By any normal logic, this should have sent me into silence, hotel anonymity and room service with the sodium profile of a minor weapon. It partly did. It also clarified something I have been circling for a while: the future is drowning in content and starving for rooms.
The room is the unit
A room is a temporary social system. It has weather, pressure, status, appetite and risk. It can make people stiff and ornamental, or ambitious in that dreadful way where every sentence is a tiny fundraising pitch. It can also make people generous, sharper than they are online, funnier than they are in meetings, less armoured than they are on panels, and briefly open to the possibility that another person is not simply a utility with shoes.
As more of life moves through feeds, prompts, synthetic media, recommendation engines and professionally managed selves, the value of a real room changes. Being somewhere with other people, for a fixed period of embodied time, becomes rare.
The body has a calendar. The feed does not. The feed is infinite. The room ends.
That is the first source of its value. A room has scarcity built in. You have to show up. You have to sit there. You cannot scale yourself without becoming unbearable. You cannot dispatch the edited version of your best self while half-listening and answering email under the table. You have to risk timing, silence, warmth, boredom, the wrong anecdote, the right glance, and the small social catastrophe of being seen in real time.
This is why “IRL is back” misses the point. IRL was never away. It was demoted, mispriced, over-programmed, under-hosted, made weird by calendar software, then briefly flattened into a thousand rectangles where everyone performed attentiveness while checking Instagram with the commitment of a day trader.
The best offline rooms now do work the internet cannot reliably finish: they compress trust.
A good room can do in three hours what a thread, a group chat, a Teams call, a profile and six months of ambient online familiarity can only approximate.

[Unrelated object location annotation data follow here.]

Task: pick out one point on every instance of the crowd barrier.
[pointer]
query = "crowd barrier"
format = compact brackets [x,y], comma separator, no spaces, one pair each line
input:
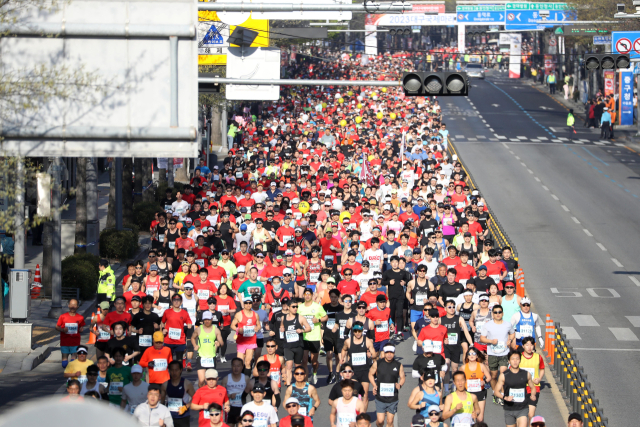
[562,362]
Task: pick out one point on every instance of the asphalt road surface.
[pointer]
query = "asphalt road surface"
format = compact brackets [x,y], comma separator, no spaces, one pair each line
[571,209]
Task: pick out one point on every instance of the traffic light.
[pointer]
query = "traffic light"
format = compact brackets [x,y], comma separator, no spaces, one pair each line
[606,61]
[400,31]
[209,87]
[435,84]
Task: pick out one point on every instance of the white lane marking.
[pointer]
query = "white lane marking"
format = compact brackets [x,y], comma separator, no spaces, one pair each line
[585,320]
[571,333]
[624,334]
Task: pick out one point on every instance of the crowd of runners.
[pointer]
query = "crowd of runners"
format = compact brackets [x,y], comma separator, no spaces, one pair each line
[337,227]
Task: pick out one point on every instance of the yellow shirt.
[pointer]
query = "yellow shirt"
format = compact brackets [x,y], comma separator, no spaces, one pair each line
[76,366]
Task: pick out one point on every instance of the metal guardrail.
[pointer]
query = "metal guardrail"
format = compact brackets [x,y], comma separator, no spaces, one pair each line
[570,376]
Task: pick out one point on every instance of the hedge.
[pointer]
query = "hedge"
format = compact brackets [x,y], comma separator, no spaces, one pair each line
[144,213]
[119,245]
[80,271]
[162,189]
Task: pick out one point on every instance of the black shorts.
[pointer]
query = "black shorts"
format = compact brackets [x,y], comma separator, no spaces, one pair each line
[453,353]
[233,417]
[294,354]
[361,376]
[312,346]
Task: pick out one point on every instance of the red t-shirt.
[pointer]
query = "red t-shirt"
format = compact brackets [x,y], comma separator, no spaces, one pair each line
[74,323]
[209,395]
[435,335]
[174,322]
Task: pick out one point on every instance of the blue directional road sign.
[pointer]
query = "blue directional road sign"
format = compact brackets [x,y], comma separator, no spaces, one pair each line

It lets people test one another at full human resolution: tone, timing, generosity, curiosity, status panic, whether they ask questions, whether they listen, whether they can disagree without reaching for the nearest moral flamethrower.
The internet is brilliant at signalling and the room is better at calibration.
It creates intimacy without contact. We increasingly know people before we meet them, or think we do. Their posts, photos, podcast appearances, mutuals, enemies, causes, dinner locations, ironic relationship to lower-case captions. A room tests, complicates and humanises those signals.
The point is not to escape the internet, but to give the internet somewhere better to end up.
Coherent difference
What interests me is the high-trust room. A high-trust room has a point of view and edges. It has enough curation to protect attention, and enough looseness to permit surprise. Randomness is what happens when a conference app tells you that you and a man named Brent both selected “innovation” as an interest.
The best rooms are curated for coherence, not sameness. Sameness is easy. Algorithms do it constantly. They file us by taste, ideology, profession, class, humour, grievance, desire, viewing pattern, and the kind of trousers we pause on for half a second too long. They give us more of what we already know how to want. More people like us. More ideas adjacent to ours. More faces that confirm our sense of the world.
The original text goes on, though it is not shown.